Haven't met many attorneys, have you?
I submitted this the other day with the intention of it being a comment posted regarding your AI thread. Hmmm. I even included the audio/video link. It's nice that you found a way to use it.
Just wait 'til your doctor starts treating you with text straight out of AI...with the required footnote, of course: "AI may make mistakes".
Just wait 'til your doctor starts treating you with text straight out of AI...with the required footnote, of course: "AI may make mistakes".
It takes way longer to check AI's legal work than it does to just do it yourself. I learned this firsthand.
AI can crank out garbage in seconds that requires hours to verify.
Prepare the pleading using AI in two minutes; bill client 3 hrs.
I actively practiced law from 1984 to 2020, and I wouldn't have dreamed of filing any pleading or brief that I didn't personally research, write, and proofread. I also always printed hard copies of all my citations for the client file and in case I had to argue my position in court. That's what real lawyers do.
The way to stop this is for the courts to require every attorney to provide the court with complete copies of all cited cases, authorities and laws.
@9:55 Your grandkids may not even even go see a human doctor. They will either live in a true dystopia where the malevolent cold machines dictate our lives.
Or they may be lucky and get a Star Trek TNG type utopia where a pretty red head is still your doctor but she goes into her office to “consult” with the computer for a collaborative diagnosis.
Or we can allow these worst of the bottom feeders to keep getting caught and cull the legal system of their ilk.

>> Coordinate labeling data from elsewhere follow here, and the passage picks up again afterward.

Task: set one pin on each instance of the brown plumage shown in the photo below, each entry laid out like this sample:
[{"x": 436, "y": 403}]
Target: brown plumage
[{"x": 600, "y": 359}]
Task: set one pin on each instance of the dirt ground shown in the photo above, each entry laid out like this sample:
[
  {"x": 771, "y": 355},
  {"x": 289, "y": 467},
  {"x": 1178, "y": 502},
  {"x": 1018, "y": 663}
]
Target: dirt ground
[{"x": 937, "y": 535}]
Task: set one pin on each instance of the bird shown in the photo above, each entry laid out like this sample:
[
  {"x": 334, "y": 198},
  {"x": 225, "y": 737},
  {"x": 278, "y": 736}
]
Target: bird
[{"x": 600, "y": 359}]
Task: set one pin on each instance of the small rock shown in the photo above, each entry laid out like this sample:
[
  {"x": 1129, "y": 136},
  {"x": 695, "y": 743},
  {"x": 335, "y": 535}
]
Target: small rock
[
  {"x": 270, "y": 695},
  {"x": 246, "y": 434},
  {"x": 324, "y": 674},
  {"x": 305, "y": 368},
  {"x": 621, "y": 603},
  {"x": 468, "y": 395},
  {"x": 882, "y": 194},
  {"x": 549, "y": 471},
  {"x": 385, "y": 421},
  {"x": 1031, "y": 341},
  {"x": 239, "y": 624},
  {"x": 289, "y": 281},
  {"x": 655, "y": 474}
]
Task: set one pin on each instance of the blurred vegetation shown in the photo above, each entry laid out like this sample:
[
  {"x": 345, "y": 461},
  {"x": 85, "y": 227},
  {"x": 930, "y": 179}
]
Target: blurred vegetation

When you're giving ambulance chasers a bad name, you done messed up, A-A-ron.
The obvious answer is that an AI checker will check citations for their authenticity in the future. The judges will have the checker and so will the lawyers. Westlaw will provide the system or they will go out of business. That's the future.
Westlaw has a system called co counsel - the biggest issue is the searches are not privileged as a lawyer you risk much asking AI and the client? Risks it all
I've spent all morning dealing with the fact that you can't fire most of the people who make our systems work and expect them to work.
It's not just government; our computer systems aren't functioning as well as I have been learning this week. If you fire the people who knew how the current program worked, and properly notified you of any changes or actually improved the program or service without screwing it up, you don't end up with late fees because the due date changed to a week earlier! You don't get denied access and worry unnecessarily you've been hacked! Alert! The latest "incompetence" is requiring you to change a password after a certain time without telling you when that time will be!